Akira Kurosawa'ya son iki senede başladım ve beni her defasında hayran bıraktı. Yedinci sanata dair en muazzam işlerden biri Ran olabilir. Çekimler, renkler, müzikler bambaşka... Belli ki bu film için çok fazla uğraşılmış. Zaten sadece bütçe oluşturmak için bile 10 sene harcanmış. 1985 yılı olduğunu hatırlamak lazım. O yıl 75 yaşında olan Kurosawa'nın gerçek anlamda ustalık eseri. Benim nazarımda yine de bir 1954 yapımı Shichinin no Samurai değil. O dönem Kurosawa 34 yaşındaydı. Aradan geçen yıllarda kazanılan tecrübe ve gelişen teknolojiyi düşününce, elimizde de Ran gibi bir referans varken, öyle bir ortamda çekilecek Shichinin no Samurai'i düşünmek bile heyecanlandırıyor.
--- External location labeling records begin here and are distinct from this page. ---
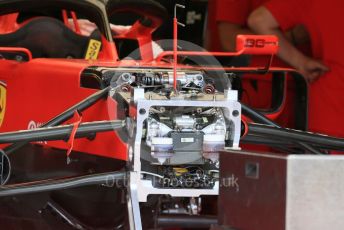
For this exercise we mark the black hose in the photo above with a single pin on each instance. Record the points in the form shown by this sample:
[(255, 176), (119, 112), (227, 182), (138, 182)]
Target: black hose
[(60, 132), (186, 221), (260, 118), (67, 114), (109, 179), (297, 136)]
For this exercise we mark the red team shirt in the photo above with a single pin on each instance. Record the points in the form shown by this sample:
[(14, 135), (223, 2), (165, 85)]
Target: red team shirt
[(324, 23)]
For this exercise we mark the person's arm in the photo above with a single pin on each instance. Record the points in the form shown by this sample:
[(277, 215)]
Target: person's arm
[(262, 21)]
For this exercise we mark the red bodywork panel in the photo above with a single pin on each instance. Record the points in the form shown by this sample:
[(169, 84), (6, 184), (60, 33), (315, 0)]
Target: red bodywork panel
[(43, 88), (40, 89)]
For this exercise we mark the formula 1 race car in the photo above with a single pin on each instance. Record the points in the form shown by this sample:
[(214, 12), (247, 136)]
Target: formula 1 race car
[(110, 131)]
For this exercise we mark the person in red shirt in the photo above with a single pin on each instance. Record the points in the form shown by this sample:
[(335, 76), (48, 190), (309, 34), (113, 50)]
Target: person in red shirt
[(226, 20), (325, 69)]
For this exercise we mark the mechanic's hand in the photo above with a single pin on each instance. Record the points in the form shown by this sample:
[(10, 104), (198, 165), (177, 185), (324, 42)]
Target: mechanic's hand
[(311, 68)]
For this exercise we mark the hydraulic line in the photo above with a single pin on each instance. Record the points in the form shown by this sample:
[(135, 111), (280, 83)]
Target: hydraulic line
[(64, 116), (260, 118), (297, 136), (60, 132), (109, 179)]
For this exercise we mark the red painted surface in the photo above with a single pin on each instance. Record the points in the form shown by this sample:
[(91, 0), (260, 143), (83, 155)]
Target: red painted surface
[(40, 89)]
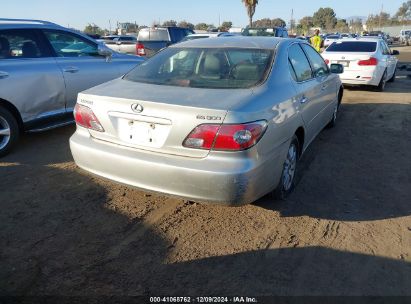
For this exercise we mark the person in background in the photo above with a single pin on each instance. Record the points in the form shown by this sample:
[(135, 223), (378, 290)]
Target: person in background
[(316, 41)]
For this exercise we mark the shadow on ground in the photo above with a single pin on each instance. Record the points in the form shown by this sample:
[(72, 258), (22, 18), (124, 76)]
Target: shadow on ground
[(358, 171)]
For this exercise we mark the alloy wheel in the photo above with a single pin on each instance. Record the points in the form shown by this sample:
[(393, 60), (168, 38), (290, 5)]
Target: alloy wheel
[(4, 132)]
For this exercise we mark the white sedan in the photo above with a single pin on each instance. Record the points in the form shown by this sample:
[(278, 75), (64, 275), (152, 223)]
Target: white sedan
[(366, 61)]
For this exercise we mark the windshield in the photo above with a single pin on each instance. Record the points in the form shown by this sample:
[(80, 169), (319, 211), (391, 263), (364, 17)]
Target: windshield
[(353, 46), (215, 68)]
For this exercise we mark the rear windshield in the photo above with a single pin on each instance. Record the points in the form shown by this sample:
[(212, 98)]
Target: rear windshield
[(353, 46), (216, 68)]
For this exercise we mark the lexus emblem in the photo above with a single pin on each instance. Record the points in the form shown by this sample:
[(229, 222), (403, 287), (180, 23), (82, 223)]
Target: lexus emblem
[(136, 107)]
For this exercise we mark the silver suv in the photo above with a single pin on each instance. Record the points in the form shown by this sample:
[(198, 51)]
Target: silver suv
[(43, 67)]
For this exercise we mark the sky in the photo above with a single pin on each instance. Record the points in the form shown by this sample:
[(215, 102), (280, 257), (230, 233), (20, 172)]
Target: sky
[(79, 13)]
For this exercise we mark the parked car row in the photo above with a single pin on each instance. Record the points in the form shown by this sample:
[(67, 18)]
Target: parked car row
[(367, 61), (43, 67), (215, 120)]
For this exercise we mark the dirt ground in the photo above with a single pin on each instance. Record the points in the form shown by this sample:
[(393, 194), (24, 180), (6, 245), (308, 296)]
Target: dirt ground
[(346, 230)]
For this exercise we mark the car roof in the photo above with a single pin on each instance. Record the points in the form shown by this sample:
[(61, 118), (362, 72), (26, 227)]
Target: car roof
[(360, 39), (24, 23), (235, 42)]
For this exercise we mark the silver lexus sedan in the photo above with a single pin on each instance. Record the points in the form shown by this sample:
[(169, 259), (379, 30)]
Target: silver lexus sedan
[(209, 120)]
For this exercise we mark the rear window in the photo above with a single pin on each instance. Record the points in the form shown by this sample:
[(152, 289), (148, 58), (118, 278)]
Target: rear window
[(153, 35), (216, 68), (352, 46)]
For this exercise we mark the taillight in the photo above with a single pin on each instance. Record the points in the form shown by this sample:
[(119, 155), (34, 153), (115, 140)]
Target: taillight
[(226, 137), (85, 117), (140, 50), (371, 61)]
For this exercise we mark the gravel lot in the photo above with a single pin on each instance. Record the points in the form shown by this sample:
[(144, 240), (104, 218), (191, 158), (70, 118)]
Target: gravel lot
[(346, 230)]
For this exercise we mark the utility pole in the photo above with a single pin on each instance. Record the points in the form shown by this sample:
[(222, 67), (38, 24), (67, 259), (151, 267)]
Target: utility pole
[(379, 23)]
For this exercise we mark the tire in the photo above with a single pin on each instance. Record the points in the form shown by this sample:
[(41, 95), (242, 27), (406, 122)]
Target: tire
[(286, 184), (383, 81), (392, 79), (9, 131)]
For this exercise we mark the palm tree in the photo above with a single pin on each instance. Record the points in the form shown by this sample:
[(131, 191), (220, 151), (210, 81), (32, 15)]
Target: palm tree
[(250, 6)]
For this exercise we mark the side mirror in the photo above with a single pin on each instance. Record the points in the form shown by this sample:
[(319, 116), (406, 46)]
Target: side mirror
[(104, 51), (336, 68)]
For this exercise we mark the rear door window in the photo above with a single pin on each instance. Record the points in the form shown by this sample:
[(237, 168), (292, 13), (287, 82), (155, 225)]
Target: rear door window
[(299, 63), (353, 46), (70, 45), (317, 62), (22, 43)]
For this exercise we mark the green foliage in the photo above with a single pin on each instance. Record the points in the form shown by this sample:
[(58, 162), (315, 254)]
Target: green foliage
[(93, 29), (250, 7), (225, 26), (186, 24), (266, 22), (342, 26), (202, 26), (404, 12), (356, 25), (325, 18), (170, 23)]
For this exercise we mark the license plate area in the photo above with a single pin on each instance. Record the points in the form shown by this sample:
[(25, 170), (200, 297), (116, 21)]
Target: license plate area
[(344, 63), (138, 133)]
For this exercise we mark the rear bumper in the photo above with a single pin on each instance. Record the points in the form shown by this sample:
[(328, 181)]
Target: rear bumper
[(362, 77), (236, 179)]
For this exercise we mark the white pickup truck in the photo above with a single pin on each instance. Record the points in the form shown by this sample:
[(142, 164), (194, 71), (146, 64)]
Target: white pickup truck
[(124, 44)]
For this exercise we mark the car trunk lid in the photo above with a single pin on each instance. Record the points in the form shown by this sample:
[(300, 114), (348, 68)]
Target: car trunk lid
[(156, 118)]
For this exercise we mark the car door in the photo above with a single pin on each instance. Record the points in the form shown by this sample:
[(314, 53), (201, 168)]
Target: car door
[(308, 91), (325, 87), (80, 63), (29, 76)]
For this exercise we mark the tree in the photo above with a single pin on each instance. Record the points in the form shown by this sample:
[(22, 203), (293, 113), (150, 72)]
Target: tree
[(202, 26), (305, 24), (265, 22), (250, 6), (93, 29), (404, 12), (170, 23), (325, 18), (278, 22), (356, 25), (225, 26), (341, 26), (382, 19), (186, 24)]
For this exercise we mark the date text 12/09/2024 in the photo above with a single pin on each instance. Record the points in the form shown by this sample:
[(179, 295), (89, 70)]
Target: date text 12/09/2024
[(203, 300)]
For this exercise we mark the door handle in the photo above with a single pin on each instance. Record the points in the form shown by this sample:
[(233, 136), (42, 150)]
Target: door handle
[(3, 74), (71, 70)]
Ne yazık ki bunu göremeyeceğiz.

Ran, sadece teknik anlamda değil öyküsü sayesinde de bir çok Kurosawa filmi gibi sinema tarihinde başka bir yerde durmasına neden oluyor. İnsanlığın bir çok olgusunu, harika bir hikayeyle üç saatte sığdırmış. Tabi üç saat sinema için uzun bir süre ama olsun. Bir de hikayenin  Kral Lear üzerine kurulduğunu eklemek lazım. Ama sinema tarihinde bir çok  Shakespeare uyarlamasını olduğunu düşünürsek Ran'ın en iyilerinden biri, hatta en iyisi olduğunu kabul etmek gerekebilir.

Ya o değil de renkler ne kadar güzeldir. Japonlar bu işi çok iyi beceriyor. Artık dünyanın sonunda olmalarından, okyanus kenarında yaşamalarından dolayı mıdır bilmiyorum ama renklere çok fazla önem verdiklerini hem sinemada hem animelerde görmek mümkün. Sanırım doğadaki renkleri en net görenler Japonya'da yaşayanlar olabilir. Bu savımda iddialı değilim ne de olsa Kayseri'nin doğusuna dahi geçmedim henüz.

Yine de çok renkli, heyecanlı, soluksuz izlenen harika bir film... Ötesini düşünmeye gerek yok.